Tra una portata e l‘altra, il Prof. Greco, dismessa la giacca da cuoco, si è messo a disposizione dei commensali per spiegare come sono nate alcune ricette e le caratteristiche della materia prima utilizzata.
Ha aperto le danze un’insalatina amara con gamberone rosso di Mazara e mozzarella di bufala, piatto nato dall’estro del Prof. e che nulla ha da invidiare, in termini di bilanciamento dei sapori, alla creatività di chef più esperti. L‘amarognolo dell’insalatina va a nozze con il dolce dei gamberi di Mazara per adagiarsi, infine, nell’avvolgente morbidezza della mozzarella di bufala. Elementi divisi e, ad un tempo, ricongiunti dalla consistenza “crunchi” (passatemi il termine) dell’insalatina splendidamente amarognola.

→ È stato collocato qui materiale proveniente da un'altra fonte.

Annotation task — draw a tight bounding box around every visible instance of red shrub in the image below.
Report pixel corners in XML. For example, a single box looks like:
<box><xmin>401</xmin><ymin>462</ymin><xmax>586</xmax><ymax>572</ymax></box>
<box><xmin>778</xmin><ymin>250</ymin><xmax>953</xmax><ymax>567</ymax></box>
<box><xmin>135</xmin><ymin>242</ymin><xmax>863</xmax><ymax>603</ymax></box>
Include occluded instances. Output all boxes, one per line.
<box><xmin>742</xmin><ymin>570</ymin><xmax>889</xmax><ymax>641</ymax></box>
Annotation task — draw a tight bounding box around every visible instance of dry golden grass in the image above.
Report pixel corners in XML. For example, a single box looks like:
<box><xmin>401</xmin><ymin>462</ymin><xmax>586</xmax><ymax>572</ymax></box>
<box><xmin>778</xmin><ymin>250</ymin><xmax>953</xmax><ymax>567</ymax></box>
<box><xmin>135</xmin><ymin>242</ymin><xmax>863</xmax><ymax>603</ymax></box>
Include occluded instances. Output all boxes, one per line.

La cena è proseguita con una zuppa tiepida di ceci e lupini, il tutto accompagnato da un Langhe Bianco Le Coccinelle, dell’Azienda Agricola Brandini. Arneis dal colore giallo paglierino e dai riflessi leggermente verdolini. Un buon accostamento in cui alla sapidità dei lupini che altro non sono che vongole di pescato, ha fatto eco la gradevole sapidità di questo bianco dalle fruttate note aromatiche.

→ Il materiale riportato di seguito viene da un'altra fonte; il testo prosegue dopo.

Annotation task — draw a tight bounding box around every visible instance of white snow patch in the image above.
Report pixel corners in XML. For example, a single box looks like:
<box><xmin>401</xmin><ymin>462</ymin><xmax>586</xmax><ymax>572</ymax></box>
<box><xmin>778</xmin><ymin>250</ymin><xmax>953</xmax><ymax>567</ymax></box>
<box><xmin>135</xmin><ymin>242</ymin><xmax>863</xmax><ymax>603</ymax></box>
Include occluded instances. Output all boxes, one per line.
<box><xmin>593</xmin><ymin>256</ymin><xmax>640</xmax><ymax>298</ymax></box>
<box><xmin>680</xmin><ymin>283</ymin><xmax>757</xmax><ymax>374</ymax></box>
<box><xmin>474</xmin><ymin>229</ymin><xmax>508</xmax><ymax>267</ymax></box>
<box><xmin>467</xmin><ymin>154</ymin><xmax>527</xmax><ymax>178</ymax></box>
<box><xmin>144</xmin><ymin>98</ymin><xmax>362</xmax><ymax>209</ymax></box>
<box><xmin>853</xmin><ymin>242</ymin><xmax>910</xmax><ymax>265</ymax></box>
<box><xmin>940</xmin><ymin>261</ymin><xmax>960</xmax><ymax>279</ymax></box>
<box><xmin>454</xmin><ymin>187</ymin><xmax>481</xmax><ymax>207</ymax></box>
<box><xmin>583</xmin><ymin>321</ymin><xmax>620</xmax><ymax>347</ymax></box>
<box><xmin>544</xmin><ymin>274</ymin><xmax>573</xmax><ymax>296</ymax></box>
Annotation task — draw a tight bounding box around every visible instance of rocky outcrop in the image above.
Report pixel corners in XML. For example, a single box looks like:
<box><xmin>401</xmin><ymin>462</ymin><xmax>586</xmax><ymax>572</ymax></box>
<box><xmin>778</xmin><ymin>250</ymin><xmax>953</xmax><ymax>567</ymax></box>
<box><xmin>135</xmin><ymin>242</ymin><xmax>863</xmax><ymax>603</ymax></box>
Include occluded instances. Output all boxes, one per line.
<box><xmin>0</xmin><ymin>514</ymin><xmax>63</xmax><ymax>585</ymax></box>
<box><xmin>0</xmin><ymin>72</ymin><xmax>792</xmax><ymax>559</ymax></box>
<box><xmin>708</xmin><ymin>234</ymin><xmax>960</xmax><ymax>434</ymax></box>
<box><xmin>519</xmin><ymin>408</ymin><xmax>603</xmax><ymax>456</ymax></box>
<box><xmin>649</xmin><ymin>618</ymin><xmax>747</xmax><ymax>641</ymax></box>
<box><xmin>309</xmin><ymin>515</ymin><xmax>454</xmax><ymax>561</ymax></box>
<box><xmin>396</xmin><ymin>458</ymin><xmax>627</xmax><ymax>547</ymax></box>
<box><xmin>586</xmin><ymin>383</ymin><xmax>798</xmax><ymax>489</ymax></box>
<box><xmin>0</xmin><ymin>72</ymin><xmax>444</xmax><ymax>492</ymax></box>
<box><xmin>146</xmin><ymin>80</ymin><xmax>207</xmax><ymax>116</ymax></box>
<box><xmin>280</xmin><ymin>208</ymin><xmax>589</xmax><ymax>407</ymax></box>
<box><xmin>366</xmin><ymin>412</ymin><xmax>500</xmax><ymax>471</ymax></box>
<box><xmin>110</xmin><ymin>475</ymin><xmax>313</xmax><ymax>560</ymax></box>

E ultima portata prima del dessert: totano servito su un letto di patate all’origano selvatico, almeno, questo è ciò che raccontava il menu. In realtà, il totano è arrivato ai commensali adagiato su un letto di cavolo romanesco leggermente brasato. Il nostro cuoco per una sera, ha poi spiegato che l’idea iniziale prevedeva l’accostamento con le patate ma che, durante la spesa, individuato il cavolo non ha saputo resistere alla tentazione: “Sono gli ultimi di stagione, sarebbe stato un peccato non utilizzarlo”, per citare testualmente. Un bell’esempio questo di quanto la creatività e la conoscenza della stagionalità e delle caratteristiche delle materie prime possano fare la differenza nell’arte culinaria. Devo ammettere che il connubio totano con cavolo romanesco dal mio punto di vista, è perfettamente riuscito.

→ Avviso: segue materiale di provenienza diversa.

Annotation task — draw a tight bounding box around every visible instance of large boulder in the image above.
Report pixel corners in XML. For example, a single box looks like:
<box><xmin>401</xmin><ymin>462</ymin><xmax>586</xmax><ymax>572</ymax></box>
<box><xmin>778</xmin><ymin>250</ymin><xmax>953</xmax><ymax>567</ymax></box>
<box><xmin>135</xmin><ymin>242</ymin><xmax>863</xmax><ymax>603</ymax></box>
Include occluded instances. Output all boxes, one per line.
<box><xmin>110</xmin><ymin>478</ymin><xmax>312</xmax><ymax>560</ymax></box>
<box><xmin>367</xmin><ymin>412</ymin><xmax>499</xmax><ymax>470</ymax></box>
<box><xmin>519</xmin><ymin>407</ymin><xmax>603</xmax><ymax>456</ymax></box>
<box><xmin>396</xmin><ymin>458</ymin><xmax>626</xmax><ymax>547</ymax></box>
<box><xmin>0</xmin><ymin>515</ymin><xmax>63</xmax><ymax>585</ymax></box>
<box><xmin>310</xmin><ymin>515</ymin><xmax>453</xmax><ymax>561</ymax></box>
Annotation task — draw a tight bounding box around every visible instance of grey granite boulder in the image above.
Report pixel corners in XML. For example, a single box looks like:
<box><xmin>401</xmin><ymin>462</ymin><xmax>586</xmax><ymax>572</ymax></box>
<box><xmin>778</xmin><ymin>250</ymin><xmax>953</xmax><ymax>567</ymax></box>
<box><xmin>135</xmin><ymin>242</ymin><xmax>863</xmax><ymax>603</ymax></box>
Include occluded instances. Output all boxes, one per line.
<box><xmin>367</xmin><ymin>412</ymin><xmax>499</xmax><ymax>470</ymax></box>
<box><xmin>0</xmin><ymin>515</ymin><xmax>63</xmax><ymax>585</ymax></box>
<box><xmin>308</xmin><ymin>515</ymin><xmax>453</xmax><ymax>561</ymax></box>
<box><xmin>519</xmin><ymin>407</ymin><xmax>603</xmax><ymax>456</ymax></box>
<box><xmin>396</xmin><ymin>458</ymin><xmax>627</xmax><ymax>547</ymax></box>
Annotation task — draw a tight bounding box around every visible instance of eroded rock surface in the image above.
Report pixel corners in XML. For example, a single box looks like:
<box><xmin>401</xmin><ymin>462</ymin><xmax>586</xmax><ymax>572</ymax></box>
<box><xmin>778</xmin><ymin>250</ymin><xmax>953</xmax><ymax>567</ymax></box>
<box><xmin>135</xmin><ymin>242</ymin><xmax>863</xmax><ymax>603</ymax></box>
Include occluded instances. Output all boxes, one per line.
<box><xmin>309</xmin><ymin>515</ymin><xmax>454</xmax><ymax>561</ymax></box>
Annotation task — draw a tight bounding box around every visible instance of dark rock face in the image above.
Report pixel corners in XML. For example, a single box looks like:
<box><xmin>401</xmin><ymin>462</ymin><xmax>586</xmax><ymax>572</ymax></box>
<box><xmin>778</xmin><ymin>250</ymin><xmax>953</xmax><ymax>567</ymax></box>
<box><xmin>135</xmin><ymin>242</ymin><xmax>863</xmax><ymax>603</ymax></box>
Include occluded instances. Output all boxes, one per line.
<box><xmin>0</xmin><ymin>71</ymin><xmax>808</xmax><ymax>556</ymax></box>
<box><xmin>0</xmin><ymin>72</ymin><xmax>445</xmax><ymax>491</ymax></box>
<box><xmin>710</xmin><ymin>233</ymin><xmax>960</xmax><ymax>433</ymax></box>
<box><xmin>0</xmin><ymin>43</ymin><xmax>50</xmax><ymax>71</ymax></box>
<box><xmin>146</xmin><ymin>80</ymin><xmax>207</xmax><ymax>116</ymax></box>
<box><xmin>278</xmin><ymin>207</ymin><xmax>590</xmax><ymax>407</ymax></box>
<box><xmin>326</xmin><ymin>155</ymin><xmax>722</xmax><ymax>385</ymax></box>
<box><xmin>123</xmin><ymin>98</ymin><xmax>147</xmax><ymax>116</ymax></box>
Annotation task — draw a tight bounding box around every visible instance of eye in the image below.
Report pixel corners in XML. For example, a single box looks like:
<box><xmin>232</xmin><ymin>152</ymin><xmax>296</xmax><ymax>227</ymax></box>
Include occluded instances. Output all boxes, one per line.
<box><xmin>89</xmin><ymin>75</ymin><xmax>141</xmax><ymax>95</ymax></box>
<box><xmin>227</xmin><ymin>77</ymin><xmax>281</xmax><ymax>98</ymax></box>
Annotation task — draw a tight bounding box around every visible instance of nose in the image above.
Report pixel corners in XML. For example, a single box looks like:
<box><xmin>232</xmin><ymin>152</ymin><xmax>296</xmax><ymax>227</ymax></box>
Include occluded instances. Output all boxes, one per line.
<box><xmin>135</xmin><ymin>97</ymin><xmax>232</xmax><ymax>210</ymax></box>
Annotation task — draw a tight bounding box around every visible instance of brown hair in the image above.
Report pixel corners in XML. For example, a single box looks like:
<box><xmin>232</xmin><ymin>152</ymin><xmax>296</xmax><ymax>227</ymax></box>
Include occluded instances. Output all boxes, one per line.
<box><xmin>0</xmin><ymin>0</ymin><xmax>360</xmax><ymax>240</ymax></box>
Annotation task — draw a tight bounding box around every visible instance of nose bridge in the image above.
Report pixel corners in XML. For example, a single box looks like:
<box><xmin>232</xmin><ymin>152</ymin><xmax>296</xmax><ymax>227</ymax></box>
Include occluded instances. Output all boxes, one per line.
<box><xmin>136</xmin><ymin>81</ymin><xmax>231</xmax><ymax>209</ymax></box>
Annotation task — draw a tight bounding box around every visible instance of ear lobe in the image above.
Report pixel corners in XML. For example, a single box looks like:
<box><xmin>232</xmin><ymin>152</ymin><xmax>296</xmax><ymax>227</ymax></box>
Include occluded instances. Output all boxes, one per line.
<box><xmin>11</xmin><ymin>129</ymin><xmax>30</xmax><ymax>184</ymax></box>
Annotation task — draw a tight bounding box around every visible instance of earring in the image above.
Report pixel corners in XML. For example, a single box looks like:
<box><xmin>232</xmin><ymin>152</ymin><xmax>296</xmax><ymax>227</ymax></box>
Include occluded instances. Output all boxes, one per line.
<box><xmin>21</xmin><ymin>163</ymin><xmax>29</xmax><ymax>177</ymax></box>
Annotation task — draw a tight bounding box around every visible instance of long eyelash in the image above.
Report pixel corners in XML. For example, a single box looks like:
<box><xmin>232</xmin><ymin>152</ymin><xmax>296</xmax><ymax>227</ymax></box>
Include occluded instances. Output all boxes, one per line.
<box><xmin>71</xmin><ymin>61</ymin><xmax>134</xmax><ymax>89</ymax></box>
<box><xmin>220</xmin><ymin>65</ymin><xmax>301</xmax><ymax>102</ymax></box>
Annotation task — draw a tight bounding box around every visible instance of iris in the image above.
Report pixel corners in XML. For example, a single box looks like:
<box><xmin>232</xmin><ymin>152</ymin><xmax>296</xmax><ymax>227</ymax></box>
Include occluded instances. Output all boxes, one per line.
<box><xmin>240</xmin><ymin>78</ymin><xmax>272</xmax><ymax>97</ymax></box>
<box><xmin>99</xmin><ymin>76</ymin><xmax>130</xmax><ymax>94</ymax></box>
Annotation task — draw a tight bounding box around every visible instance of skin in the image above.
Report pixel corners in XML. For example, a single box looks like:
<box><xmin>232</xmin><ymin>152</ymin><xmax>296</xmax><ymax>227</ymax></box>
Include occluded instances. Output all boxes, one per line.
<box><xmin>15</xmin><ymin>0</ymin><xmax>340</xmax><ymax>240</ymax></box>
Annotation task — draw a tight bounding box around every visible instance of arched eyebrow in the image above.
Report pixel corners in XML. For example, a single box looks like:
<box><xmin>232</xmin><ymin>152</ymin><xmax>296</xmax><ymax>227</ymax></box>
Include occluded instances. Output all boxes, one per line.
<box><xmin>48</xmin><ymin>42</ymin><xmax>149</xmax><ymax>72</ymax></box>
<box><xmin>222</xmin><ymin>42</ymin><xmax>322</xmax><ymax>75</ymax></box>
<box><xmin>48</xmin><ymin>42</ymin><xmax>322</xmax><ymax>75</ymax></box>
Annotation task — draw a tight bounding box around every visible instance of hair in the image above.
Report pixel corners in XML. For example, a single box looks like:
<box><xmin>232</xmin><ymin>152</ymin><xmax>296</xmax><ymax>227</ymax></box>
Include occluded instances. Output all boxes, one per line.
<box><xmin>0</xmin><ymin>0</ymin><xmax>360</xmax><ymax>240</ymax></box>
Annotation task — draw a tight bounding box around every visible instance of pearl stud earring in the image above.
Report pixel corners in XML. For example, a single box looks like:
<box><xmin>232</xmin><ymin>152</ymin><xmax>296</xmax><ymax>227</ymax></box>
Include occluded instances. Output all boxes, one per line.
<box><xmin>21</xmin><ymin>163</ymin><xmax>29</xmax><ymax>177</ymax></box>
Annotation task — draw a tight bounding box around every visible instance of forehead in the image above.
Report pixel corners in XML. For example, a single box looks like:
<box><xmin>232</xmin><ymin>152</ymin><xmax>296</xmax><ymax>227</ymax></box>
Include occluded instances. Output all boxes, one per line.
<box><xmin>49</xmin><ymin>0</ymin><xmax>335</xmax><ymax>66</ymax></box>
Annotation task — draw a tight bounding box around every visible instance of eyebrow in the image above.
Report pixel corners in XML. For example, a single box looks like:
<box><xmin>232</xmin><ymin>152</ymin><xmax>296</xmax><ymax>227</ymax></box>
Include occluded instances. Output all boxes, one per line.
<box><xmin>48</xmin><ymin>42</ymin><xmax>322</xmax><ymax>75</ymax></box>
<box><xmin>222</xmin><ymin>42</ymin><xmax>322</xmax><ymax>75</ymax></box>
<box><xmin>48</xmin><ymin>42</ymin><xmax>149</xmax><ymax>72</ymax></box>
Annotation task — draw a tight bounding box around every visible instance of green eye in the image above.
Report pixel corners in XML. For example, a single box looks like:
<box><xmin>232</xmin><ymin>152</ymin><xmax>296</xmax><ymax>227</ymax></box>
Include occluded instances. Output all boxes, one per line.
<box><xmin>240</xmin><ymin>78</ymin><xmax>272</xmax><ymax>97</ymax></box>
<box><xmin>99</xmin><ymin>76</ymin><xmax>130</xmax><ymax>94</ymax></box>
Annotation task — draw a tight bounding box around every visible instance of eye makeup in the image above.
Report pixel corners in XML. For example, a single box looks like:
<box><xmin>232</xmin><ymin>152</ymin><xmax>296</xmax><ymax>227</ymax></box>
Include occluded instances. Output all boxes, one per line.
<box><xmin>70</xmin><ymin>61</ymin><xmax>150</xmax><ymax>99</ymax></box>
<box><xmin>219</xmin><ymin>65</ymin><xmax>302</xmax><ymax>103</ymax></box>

E senza rendercene conto, tra una chiacchiera e l’altra del nostro tavolo sociale, siamo giunti al dolce: delizia di ricotta con torrone IGP di Bagnara Calabra, il cui gusto deciso è ben andato a braccetto con la delicata dolcezza gradevolmente acidula del Moscato d’Asti “La Caudrina“, Romano Dogliotti. Una deliziosa crema di ricotta e torrone che ricordava molto il ripieno dei classici cannoli siciliani. Una bontà. Ma da siciliana, mi sia consentito il solo piccolo appunto della mancanza di un pò di croccantezza a contrasto della morbida voluttuosità della crema. Insomma, un pò di “crunchi” non fa mai male….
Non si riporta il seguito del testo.